Formation of hematomas of varying size is an inherent risk associated with venipunctures. They are not only "unsightly;" they
become especially problematic in patients that require multiple diagnostic or therapeutic venipunctures. What procedure do
you use to minimize venipuncture-induced hematomas?
Following collection of blood from the veins in the antecubital region of my right or left arm, I have yet to encounter a
nurse in a physician's office, or a medical technologist in a hospital, who hasn't asked me to apply firm digital pressure
over the site of venipuncture with the objective of minimizing hemorrhage into the surrounding tissue. In my experience, if
I comply with the directions given by the nurse or technologist and completely occlude blood flow through the vein, loss of
blood is minimized as long as the vein is completely occluded (Figure 1). However, when I remove the digital pressure, bleeding
from the site often recurs, resulting in varying degrees of perivascular hemorrhage. What is the probable explanation of this
sequence of events?
Figure 1 Loss of blood is minimized as long as the vein is completely occluded.
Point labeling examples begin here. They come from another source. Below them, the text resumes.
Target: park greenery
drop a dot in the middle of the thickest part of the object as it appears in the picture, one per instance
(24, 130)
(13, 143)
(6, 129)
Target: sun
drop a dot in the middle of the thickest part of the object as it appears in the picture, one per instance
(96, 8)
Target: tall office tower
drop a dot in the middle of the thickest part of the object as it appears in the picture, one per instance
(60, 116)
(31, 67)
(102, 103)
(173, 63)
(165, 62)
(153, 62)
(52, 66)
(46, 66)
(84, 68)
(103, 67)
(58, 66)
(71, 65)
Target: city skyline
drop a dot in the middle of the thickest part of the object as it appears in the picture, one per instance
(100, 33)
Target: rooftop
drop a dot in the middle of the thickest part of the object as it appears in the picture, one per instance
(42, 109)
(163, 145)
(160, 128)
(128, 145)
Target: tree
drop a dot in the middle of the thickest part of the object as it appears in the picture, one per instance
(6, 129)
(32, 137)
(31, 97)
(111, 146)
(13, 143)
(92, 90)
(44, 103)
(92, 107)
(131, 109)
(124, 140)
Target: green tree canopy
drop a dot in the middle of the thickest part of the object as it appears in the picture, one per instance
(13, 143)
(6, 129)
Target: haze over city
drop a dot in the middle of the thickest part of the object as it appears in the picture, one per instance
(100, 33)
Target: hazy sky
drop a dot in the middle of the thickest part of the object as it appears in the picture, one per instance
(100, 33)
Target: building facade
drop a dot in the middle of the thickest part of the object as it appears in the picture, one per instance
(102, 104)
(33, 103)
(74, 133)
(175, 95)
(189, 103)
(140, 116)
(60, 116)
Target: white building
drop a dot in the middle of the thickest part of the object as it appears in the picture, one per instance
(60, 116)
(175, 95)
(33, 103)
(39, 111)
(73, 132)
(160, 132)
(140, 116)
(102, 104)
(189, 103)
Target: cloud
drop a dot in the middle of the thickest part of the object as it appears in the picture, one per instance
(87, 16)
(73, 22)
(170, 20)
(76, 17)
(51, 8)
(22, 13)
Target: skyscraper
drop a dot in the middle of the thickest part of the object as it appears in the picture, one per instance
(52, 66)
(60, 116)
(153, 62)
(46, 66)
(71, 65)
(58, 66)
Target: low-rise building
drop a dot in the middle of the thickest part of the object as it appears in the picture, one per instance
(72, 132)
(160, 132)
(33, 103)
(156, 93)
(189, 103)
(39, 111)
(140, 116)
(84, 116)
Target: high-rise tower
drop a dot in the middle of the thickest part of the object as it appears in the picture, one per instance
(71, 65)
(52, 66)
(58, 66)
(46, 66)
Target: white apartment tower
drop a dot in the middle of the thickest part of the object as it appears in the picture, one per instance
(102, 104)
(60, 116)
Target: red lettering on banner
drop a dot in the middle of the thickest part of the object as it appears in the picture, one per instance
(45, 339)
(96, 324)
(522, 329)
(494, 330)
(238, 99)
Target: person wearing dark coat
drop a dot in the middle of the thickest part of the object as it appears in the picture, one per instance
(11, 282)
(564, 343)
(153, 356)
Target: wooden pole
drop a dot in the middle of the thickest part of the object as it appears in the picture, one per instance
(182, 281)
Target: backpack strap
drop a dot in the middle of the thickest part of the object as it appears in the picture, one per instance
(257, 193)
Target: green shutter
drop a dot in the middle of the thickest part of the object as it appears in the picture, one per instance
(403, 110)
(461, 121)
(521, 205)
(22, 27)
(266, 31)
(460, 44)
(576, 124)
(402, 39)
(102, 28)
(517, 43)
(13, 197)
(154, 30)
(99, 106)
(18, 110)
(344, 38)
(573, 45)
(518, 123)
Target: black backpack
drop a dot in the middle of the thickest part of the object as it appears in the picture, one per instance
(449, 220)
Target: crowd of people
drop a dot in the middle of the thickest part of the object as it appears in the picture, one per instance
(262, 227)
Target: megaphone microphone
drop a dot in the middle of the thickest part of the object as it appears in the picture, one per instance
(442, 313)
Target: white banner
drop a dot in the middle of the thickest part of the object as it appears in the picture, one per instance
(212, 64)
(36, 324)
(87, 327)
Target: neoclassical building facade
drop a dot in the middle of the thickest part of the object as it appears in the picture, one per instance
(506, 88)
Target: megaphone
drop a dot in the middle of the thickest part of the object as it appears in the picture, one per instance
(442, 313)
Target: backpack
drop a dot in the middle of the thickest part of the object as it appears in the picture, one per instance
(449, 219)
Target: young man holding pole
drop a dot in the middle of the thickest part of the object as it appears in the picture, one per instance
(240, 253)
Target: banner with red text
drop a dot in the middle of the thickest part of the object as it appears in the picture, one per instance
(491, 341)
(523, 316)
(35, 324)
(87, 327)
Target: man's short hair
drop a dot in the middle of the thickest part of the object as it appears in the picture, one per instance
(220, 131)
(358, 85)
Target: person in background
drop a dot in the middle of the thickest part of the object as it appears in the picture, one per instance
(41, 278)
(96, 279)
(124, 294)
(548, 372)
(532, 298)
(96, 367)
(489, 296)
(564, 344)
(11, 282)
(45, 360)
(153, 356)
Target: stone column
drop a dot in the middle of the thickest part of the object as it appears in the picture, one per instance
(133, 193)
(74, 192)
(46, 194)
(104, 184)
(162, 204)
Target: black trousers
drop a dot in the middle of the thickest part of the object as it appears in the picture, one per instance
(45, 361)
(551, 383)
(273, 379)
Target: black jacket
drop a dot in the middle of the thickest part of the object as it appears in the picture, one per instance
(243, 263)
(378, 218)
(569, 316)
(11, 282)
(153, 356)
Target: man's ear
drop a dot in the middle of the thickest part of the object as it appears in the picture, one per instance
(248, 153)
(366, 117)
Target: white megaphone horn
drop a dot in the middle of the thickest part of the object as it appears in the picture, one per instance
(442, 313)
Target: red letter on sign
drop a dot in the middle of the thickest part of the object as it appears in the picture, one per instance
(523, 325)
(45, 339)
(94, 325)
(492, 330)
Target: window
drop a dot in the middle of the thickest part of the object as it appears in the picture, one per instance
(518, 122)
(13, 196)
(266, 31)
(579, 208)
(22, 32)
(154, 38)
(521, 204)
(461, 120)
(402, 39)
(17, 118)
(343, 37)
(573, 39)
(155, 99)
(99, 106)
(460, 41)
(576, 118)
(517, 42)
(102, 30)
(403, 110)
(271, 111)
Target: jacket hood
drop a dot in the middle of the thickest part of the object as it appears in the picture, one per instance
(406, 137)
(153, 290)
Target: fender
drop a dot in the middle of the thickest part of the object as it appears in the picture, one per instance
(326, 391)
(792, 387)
In healthy individuals, lack of perfusion caused by applying firm digital pressure to the site of venipuncture prevents blood
platelets and other clotting factors from occluding the hole in the vein's wall caused by the hypodermic needle. The same
phenomenon can occur in animals.
Figure 2: Maintaining gentle digital pressure over the venipuncture site can facilitate clotting.
It can be minimized in humans or animals by applying sufficient digital pressure over the venipuncture site to occlude the
hole in the wall of the vein, but not so much pressure that the lumen of the vein is occluded (Figure 2). Maintaining gentle
digital pressure over the venipuncture site for approximately three minutes is usually sufficient to allow blood platelets
and other clotting factors to interrupt extravasation of blood through the needle tract in the wall of the vein.